The Second film screened was TAGTRAUM from  JJ Wittmer.

The film charts a painting project between HR Giger, C. Sandoz and W. Wegmueller, This is a wickedly cool film that gets better and better as it goes on as huge white canvases that make up the project are filled with images that are created by one artist and modified by the others.

I loved this film a great deal because it's artists creating wondrous things.

After this clip

We went to the third and longest film SWISSMADE 2069

This one is a head scratcher and had everyone around me twisting in their seats. The film is a weird film that's like some avant garde science fiction films where the world is apartment blocks mashed up with a kind of proto-Jodorowsky sensibility before Jodorowsky hit with EL TOPO.

The film has weird alien with a camera for a face (Giger designed it) wandering around as people tell him about the society which is controlled by a group mind computer and consists of people between 7 and 41. It's a world where Switzerland is a small island on a giant lake.

How is it?

Long and rambling. Its very much of a type that you're either going to love or hate. I could have used less repetition of what society is since it gets old really fast. The other stuff doesn't and it was interesting to see Giger play a role as --er--- a scientist (?). I'm not sure it, like most of the film is never explained.
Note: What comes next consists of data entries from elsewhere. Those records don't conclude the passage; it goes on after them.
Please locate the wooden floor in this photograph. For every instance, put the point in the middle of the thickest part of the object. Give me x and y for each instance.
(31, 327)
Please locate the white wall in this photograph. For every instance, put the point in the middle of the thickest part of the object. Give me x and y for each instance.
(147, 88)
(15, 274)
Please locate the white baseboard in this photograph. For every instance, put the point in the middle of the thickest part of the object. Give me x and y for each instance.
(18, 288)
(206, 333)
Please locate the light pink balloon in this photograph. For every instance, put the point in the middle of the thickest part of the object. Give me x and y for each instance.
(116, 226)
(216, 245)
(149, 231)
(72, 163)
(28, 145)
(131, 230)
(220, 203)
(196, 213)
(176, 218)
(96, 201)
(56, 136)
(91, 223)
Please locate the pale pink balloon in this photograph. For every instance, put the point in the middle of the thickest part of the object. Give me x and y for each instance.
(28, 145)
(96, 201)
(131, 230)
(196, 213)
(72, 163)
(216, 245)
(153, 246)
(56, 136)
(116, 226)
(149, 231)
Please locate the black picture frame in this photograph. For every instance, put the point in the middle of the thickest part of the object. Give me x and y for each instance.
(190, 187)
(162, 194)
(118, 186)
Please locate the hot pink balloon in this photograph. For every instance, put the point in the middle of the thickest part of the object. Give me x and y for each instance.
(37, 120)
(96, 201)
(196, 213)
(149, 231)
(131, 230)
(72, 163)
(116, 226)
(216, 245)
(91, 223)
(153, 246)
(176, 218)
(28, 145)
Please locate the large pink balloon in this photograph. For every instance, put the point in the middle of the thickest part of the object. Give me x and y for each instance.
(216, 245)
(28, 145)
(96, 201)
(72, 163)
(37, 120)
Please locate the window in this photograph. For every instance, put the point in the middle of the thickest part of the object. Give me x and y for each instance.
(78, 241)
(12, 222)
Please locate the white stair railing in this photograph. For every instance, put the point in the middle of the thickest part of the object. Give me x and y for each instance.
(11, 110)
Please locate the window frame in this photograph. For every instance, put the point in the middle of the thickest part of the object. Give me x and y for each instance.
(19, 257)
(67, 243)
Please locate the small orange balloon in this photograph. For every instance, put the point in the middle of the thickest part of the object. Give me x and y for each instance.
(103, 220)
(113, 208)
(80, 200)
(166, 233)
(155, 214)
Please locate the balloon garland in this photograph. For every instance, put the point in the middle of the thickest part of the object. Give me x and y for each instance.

When the film ended, everyone applauded. It was a good collection of films, which while entertaining for me is probably best described for fans only. Still the chance to see Giger at work was amazing. (if you're going to see one of the films in the collection shoot for TAGTRAUM because its just really cool.)

The festival concludes tomorrow with two more screening one at 3 and the other at 5. For more information go the the series page here. If you're a fan of the artist you must go.

1 comment:

  1. A belated, Thank You, Steve! I just came across your review of the screening. If Memory: The Origins of Alien will have a theatrical screening in NYC, I will invite you as my guest!